Higher Living Reflections

American Pie

In the Introduction to her work, Let’s Talk about Hard Things, Anna Sale references a PEW Research report that said, “The less interpersonal trust people have, the more frequently they experience bouts of anxiety, depression, and loneliness.” While that’s bad enough, it doesn’t stop there. Compounding the inimical relationship between distrust and anxiety, depression, and loneliness is it’s not just a cause-and-effect, one-way relationship. Rather, it’s a co-dependent, mutually reinforcing vicious cycle. Because the more bouts of anxiety, depression, and loneliness a person experiences, the more their trust in others dissipates.

Sale focuses on five topics fraught with discomfort and potential conflict: death, money, sex, family, and identity. We get it about how conversations about those can become uncomfortable and descend into vitriolic sniping because we’ve been there, done that. Thus, except in the rarest of situations, we tend to avoid them. Stir in other topics fraught with potential landmines—social and political issues—and it seems we are left with precious little to talk about other than, I quip, the weather and football.

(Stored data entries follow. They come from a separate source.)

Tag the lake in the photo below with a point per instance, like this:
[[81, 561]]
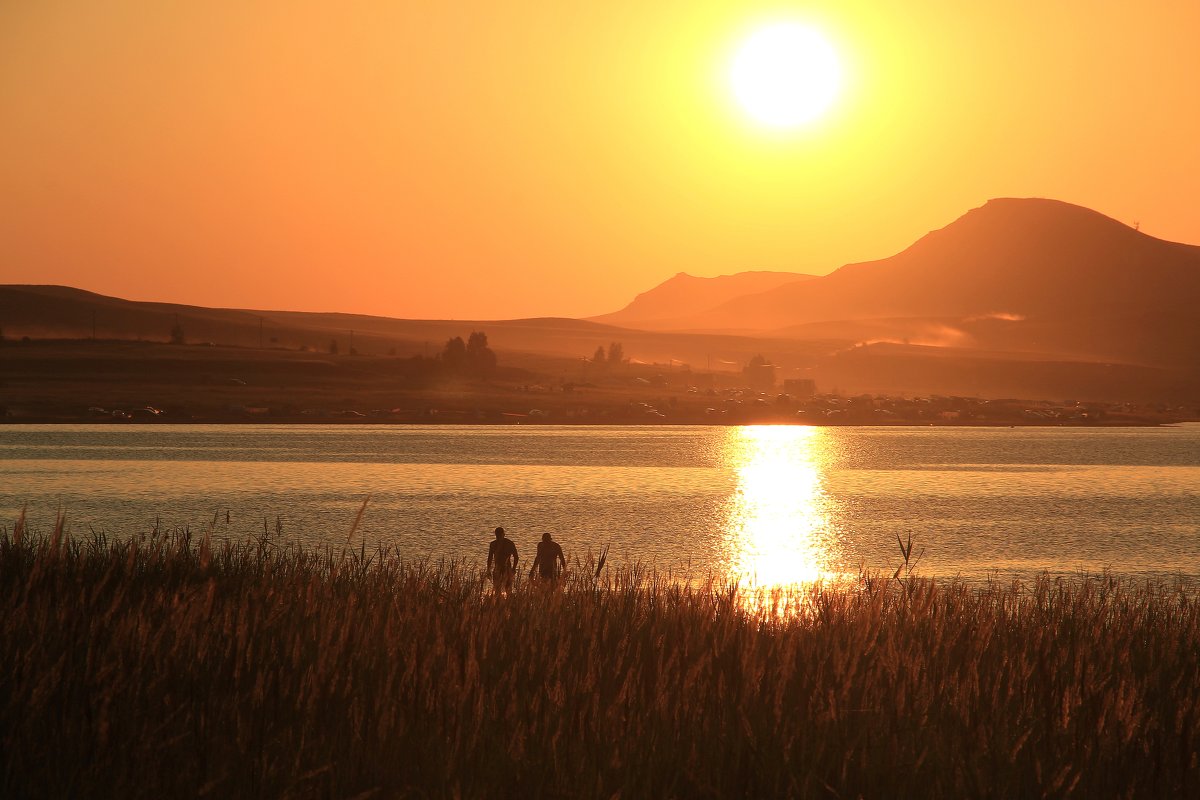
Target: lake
[[763, 504]]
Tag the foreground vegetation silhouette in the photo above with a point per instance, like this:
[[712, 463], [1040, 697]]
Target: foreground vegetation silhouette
[[175, 666]]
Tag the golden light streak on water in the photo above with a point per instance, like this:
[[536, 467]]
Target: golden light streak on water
[[779, 531]]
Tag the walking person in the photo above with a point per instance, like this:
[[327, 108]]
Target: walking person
[[550, 557], [502, 563]]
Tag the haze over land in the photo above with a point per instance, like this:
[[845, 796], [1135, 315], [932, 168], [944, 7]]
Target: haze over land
[[1026, 298], [526, 158]]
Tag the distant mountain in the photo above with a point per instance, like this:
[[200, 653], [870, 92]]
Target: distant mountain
[[687, 295], [1026, 274]]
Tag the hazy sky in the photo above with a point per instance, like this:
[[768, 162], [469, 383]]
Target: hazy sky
[[509, 158]]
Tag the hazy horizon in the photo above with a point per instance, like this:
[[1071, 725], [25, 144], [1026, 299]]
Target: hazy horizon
[[509, 161]]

But that is far from the truth. The old maxim that says we have more in common than what separates us applies to far more than our physical bodies. It encompasses our entire human experience. Which covers a hell of a lot of ground.

In my new book Food for Thought: Essays on Mind Spirit are fifty-two essays on topics with which most everyone can identify: e.g., concentration, magical moments, reading, loneliness, personal change, death. It is Volume I, which requires, my editor Melanie pointed out, that I produce at the minimum a Volume II. “No worries,” I told her, “I have enough topics for at least three more volumes.”  And the list increases near daily, topics with which not only most everyone can identify but can also pontificate on by sharing personal insights and experiences. Like the topic I am writing on right now: What to talk about besides death, money, sex, family, identity, social-political issues, football, and the weather.

Unless one is a troglodyte, they have heard a good practice to follow when conversations become heated is to change the subject. But that has its own set of risks. When conversation becomes contentious, emotions heighten and chasms form between or among the participants. And once separated, it’s not likely and perhaps impossible for people to talk cordially and authentically afterward about topics they share interest and experience in. Yet conversations on even mundane stuff are foundational blocks for building and maintaining healthy communities. They are crucial for family, neighborhood, and nation.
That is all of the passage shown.